BTW I did find 1-2 syntax errors in line 44 & 75 ish (missing curly brackets), at least according to the FM sievetester. I had to do a trial & error to figure out where they belong

)

xyzzy · 20 Jun 2023, 06:28 AM

Quote:

Originally Posted by qwertz123456

Thanks, that's good to know. A bit counter-intuitive from my view, but now I know

I think that gets everybody at first!

Quote:

BTW, I do not have a "Junk" folder in my account. I believe I deleted that and I'm only using the Spam and Verified Spam folder.

\\Junk is the spam folder! That's how you reference it your Sieve code (ignoring "specialuse" - let's not get into that).

Quote:

I currently have all my sieve script code in the 1. text box in the sieve script editor (whitelisted emails, whitelisted domains, blocked emails addresses, blocked domains, blocked header and subject texts etc.)

I said in post #63 that code that checks the spam score goes into the Sieve edit box immediately following Section 3 (Sieve generated for spam protection). That would be the second text edit box. The initialization code goes into the fist text edit box following the require statement at the beginning.

Quote:

BTW I did find 1-2 syntax errors in line 44 & 75 ish (missing curly brackets), at least according to the FM sievetester. I had to do a trial & error to figure out where they belong

)

Don't know. I thought the little snippet of code for testing the scores was complete with all it's braces matched up. I did however construct that from mine which has additional code there to do stuff not worth mentioning here.
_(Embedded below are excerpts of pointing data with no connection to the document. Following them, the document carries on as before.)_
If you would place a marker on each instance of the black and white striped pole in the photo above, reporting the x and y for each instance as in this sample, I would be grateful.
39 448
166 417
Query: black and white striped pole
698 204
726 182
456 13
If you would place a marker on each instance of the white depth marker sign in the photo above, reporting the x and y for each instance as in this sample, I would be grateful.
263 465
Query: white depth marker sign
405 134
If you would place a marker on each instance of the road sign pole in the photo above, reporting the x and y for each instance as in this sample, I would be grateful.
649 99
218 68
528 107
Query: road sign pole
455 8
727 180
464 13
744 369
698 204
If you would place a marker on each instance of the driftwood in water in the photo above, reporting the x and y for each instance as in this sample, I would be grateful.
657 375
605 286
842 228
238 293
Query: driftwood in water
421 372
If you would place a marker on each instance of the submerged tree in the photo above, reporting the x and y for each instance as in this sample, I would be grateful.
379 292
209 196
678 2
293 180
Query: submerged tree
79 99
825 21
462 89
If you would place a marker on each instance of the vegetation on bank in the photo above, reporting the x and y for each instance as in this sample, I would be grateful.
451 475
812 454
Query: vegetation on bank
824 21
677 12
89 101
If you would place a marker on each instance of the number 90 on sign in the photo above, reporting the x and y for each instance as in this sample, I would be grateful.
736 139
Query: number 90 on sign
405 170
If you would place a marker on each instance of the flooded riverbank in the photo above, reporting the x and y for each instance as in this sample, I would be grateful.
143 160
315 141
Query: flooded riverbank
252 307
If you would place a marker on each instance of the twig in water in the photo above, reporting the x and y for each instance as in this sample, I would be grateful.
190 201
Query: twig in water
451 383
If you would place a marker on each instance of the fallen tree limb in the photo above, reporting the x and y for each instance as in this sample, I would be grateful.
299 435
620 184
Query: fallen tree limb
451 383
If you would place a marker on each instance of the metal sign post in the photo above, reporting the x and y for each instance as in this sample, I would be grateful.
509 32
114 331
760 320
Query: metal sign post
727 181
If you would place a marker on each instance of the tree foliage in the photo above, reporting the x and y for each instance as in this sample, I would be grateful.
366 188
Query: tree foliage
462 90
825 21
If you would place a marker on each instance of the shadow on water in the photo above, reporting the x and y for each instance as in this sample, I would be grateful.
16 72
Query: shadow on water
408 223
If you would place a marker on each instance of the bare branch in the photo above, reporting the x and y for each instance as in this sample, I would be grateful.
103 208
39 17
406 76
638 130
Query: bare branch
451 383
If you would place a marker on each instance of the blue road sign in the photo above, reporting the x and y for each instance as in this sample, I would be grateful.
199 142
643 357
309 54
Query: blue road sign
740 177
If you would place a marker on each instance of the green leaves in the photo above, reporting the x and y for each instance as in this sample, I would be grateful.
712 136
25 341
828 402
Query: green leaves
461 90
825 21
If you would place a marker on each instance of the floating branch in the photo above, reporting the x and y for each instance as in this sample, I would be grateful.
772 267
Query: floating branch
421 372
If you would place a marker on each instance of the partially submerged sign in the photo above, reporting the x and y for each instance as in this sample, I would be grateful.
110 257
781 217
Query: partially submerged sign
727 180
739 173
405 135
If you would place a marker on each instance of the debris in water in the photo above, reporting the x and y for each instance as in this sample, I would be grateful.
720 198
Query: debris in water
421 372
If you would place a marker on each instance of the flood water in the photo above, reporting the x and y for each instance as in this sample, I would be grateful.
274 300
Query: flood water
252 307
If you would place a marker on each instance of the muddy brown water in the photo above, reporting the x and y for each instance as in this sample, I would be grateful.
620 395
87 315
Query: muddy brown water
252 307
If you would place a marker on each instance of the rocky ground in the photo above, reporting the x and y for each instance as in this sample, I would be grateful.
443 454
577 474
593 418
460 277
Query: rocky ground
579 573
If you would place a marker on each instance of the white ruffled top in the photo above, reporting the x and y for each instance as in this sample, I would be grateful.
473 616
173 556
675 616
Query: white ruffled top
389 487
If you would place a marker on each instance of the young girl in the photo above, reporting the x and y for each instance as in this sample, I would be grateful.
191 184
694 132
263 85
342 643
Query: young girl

FWIW and FYI, in my posts referencing Sieve code locations I always describe locations relative to what I refer to as the "Sieve section numbers". Those are the numbered titles you see in the FM Sieve generated code (the parts you cannot edit). For example "### 3. Sieve generated for spam protection". Those numbered section make good land marks. I think it's more accurate than referencing the "first text edit box", "second text edit box", etc. There used to be more text edit sections than there are now so it avoided confusion on having to count which text edit box is which. Referencing your line numbers is useless since they only have meaning to you own script.